Mr. de Waal, who has been in business for five years, says he has been able to limit his price increases to the point there is not a big difference between the price of the pasture-raised meat he sells and the supermarket.

"The good news to all this is farmers are making money for a change, so that's nice," Mr. de Waal said in an interview. "[And] the margin of difference between properly produced, sustainably raised, ethically treated animals and commodity beef is starting to shrink. So folks who used to make their purchasing decisions based on dollars and cents are now saying, 'Hang a second: I am going to have to eat less beef anyway because of the price – I may as well as well spring for the extra few cents a pound and buy something that is locally produced.' So we are seeing a lot of people coming in that we haven't seen in the past."
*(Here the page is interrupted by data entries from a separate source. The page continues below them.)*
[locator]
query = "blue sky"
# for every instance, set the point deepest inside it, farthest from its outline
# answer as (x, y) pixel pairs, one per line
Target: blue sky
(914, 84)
Jessi Gillis, owner of Halifax butcher and produce store Highland Drive, said she is paying about 30-per-cent more lately for beef and pork. The downtown shop has been has been absorbing some of the higher costs, but has been forced to gradually raise prices.

Ms. Gillis, who sells beef from two local farms that raise cattle in pastures without hormones, said some customers have been questioning the increases. But she said most seem to understand farmers are facing higher costs for such things as feed, and want to support businesses that produce food sustainably.

"They're pretty good at seeing the big picture," Ms. Gillis said.